- Directed by: Luc Moullet
- Written by: Luc Moullet
- Starring: Colette Descombes Françoise Vatel Claude Melki Michel Gonzalès
- Cinematography: Claude Creton
- Release date: 17 December 1966;
- Running time: 75 minutes
- Country: France
- Language: French

= Brigitte et Brigitte =

Brigitte et Brigitte is a 1966 French feature-length film written and directed by Cahiers du cinéma film critic Luc Moullet as his debut film.

== Plot ==
Brigitte and Brigitte arrive in Paris to begin their first year of university, studying phonetics and cinema at Nanterres. They come from different provincial towns and meet on a train station bench. The fashion of their time has shaped them in the same image.

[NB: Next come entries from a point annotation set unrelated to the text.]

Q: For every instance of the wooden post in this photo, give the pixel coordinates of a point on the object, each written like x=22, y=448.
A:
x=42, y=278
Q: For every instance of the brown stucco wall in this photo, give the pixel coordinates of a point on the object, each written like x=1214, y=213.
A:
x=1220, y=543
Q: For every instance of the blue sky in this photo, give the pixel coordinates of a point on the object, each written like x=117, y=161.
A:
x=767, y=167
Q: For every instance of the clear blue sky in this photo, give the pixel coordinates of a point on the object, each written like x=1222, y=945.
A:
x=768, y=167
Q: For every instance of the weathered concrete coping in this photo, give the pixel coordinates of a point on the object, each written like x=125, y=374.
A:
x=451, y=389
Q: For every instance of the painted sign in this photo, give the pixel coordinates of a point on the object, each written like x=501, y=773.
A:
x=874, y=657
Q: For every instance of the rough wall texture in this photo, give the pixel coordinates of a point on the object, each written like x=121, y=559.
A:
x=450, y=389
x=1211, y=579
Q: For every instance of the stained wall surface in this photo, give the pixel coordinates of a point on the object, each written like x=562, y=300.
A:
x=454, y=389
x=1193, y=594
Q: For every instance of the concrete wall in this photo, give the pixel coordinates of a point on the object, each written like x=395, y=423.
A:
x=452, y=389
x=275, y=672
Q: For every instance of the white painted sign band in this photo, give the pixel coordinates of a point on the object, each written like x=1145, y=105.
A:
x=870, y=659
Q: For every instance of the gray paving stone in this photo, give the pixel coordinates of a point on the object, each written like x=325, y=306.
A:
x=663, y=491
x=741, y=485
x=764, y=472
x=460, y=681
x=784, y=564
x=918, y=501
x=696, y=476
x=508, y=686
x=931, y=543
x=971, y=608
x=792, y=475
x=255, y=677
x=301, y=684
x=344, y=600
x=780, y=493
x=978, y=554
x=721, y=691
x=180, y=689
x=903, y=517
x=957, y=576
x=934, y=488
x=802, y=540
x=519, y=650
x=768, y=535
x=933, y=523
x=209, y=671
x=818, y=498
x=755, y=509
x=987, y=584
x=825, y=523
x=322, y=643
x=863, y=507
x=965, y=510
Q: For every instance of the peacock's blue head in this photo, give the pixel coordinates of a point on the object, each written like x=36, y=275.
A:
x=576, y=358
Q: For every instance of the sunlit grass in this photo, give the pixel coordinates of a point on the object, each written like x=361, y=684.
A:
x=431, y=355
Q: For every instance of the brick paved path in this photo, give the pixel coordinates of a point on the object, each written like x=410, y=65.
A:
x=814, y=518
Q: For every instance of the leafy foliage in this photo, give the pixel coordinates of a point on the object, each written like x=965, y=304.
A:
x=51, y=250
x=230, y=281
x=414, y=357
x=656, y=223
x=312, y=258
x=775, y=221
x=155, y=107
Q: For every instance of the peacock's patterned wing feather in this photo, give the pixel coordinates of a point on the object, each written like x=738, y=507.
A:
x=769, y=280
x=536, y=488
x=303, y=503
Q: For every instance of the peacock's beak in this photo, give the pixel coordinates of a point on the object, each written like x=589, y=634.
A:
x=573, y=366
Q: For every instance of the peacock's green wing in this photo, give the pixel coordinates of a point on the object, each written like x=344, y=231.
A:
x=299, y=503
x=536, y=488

They become friends and share the same apartment.

== Cast ==

- Françoise Vatel : Brigitte
- Colette Descombes : Brigitte
- Claude Melki : Léon
- Claude Chabrol : the cousin
- Samuel Fuller : himself
- Éric Rohmer : Professor Schérer
- Michel Gonzalès : Jacques
- Luc Moullet : the road mender and the man who buys newspapers
- Michel Delahaye : the supervisor
- Pierre-Richard Bré : a cinephile
- André Téchiné : a cinephile
- Paul Martin : a student
- Dominique Rabourdin : a spectator sleeping at a showing of L'Avventura
- Jacques Bontemps : a spectator sleeping at a showing of L'Avventura
- Joël Monteilhet : Workman

== Reception ==

Brigitte et Brigitte was praised by Jean-Luc Godard as being a "revolutionary film."